И Огюст рассказал о найденном на кладбище сиротке, которого вместо приюта поместили в тюрьму.
Старик слушал его, покачивая головой.
— Ну вот, всегда одно и то же! — заметил он.
Оба заключенных — и старик и юноша были в арестантских халатах из дешевой парусины: северный ветер пробирал их до самых костей. Чтобы согреться, они стали ходить взад и вперед по двору. Погрузившись в раздумье, оба молчали. Потом они отошли к тому месту стены, где на нее падали лучи солнца. Заинтересованный печальным рассказом, юноша спросил:
— Но неужели, старина, когда вы были молоды, никто вас не учил, как надо жить?
— Иногда учили… в исправительном доме. Там меня стегали хлыстом или сажали на цепь, как собаку, и такими способами пробовали внушить мне чувство долга. Но эти способы, как ты легко можешь себе представить, не действовали, и я считался испорченным вконец.

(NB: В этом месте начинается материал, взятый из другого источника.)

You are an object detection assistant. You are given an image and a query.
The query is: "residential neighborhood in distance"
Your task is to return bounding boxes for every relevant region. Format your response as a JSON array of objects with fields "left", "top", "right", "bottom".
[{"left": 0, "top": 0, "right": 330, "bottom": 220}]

— Бедняга! Вас никто никогда не любил.
— Никогда.
— У вас не было друзей?
— Не было, кроме того корсиканца, о котором я говорил. Но я любил его, а он меня только жалел и в глубине души даже презирал. Это благодаря ему мне захотелось стать честным и работать.
— Вот вы бы и дальше шли по этому пути.
— Но, невинная душа, ты же видел, что это было невозможно. Разве кто-нибудь из так называемых честных людей помог мне? Ты еще увидишь, как они жестоки, увидишь сам. И потом, когда человек совсем одинок, к чему бороться?
— Это правда, нет ничего хуже одиночества… И ни одна живая душа не пожелала дружить с вами.
— Нет, никогда, никогда. Впрочем, — добавил старик с язвительной усмешкой, от которой у Огюста мороз пробежал по коже, — ошибаюсь. Однажды кое-кто попытался дать мне вкусить сладость дружбы, и с моей стороны было бы черной неблагодарностью забыть об этом. Вот, послушай. В один прекрасный день я бежал из Птит-Рокет. Еще в тюрьме я строил множество планов, как стать независимым. Во-первых, думал я, можно торговать кормом для птиц: во-вторых, продавать спички…
— Спички?
— Ну да, это разрешалось тогда всем [108], кто подыхал с голоду; теперь не те времена. Но вернемся к моему путешествию в страну дружбы. В-третьих, можно было стать разносчиком, стащив с прилавка кое-какую мелочь.
107
Приведено почти дословно из «Судебной газеты» (Примеч. авторов).
108
…это разрешалось тогда всем… — Дело происходило до введения государственной спичечной монополии.